Multiscale modeling of hydrogen diffusion in iron considering the effect of dislocations
Gonzalo Álvarez, Álvaro Ridruejo, Javier Segurado
TL;DR
This work develops a multiscale framework to predict hydrogen diffusion in BCC-Fe accounting for dislocations by integrating DFT-derived site energies, an object kinetic Monte Carlo (OkMC) lattice model, and a phase-field dislocation solver with FFT-based elasticity.
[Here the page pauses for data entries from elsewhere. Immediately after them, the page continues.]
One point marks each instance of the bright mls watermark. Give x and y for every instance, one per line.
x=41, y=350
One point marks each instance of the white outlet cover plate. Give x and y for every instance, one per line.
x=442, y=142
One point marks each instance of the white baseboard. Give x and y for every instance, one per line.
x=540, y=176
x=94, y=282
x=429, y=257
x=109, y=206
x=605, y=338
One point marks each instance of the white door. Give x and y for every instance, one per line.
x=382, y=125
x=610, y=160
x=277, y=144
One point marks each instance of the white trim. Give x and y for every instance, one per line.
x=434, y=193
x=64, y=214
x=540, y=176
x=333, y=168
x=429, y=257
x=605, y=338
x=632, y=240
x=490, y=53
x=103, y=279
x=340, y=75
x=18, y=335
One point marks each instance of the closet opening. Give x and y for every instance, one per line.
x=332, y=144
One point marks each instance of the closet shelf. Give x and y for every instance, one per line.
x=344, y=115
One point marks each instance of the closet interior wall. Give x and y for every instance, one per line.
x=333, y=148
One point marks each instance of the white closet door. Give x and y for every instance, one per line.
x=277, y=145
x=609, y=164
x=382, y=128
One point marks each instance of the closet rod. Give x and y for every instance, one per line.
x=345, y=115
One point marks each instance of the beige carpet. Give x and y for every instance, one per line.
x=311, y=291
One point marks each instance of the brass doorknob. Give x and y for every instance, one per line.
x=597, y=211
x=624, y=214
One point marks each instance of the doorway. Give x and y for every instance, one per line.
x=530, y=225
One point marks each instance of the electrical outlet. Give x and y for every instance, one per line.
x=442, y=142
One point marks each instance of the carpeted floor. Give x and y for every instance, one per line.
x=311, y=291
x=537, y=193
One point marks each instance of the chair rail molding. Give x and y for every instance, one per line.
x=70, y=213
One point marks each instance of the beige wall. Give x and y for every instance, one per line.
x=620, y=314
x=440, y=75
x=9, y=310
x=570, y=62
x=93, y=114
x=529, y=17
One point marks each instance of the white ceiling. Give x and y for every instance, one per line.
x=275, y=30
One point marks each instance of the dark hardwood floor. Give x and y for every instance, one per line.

Hydrogen diffusion is characterized through a tensor $\mathbf{D}$ that depends on temperature, external stress, and dislocation content, with rates governed by $\nu_{ij,t}=\nu_{0_{ij}}\exp(-\Delta E_{ij}/(k_B T))$ and a barrier decomposition $E=E_0+\Delta E_\mu+\Delta E_\sigma+\Delta E_{\nabla\sigma}$. The results show that shear stresses induce strong diffusivity anisotropy and that dislocations reduce overall diffusivity by about 30% at room temperature while breaking isotropy, with the maximum diffusion along $[0\,1\,\bar{1}]$ and the minimum along $[1\,1\,1]$. The framework yields a closed-form, stress- and dislocation-dependent diffusivity tensor suitable for upscaling to mesoscale models of hydrogen transport and embrittlement in iron.
Abstract
Modeling hydrogen diffusion and its absorption in traps is a fundamental first step towards the understanding and prediction of hydrogen embrittlement. In this study, a multiscale approach which includes DFT simulations, OkMC, and phase-field dislocations, is developed to study the movement of hydrogen atoms in alpha-iron crystals containing dislocations. At the nanoscale the interaction energies of hydrogen on different sites of the iron lattice are studied using DFT. At the microscale, this information is used to feed a lattice object kinetic Monte Carlo code (OKMC) which aims to evolve the arrangement of a large set of hydrogen atoms into the iron lattice considering point defects and the presence of dislocations. At the continuum level, an array of dislocations is introduced using a phase-field approach to accurately consider their elastic fields and core regions. The OKMC model includes both the chemical energies of H and vacancies and the elastic interactions between these point defects and the dislocations. The elastic interaction is obtained by an FFT-based approach which allows a very efficient computation of the elastic microfields created by the defects in an anisotropic medium. The framework has been used to obtain the diffusivity tensor of hydrogen as a function of the external stress state, temperature, and the presence of dislocations. It has been found that dislocations strongly affect the diffusivity tensor by breaking its isotropy and reducing its value by the effect of the microstresses around the dislocations.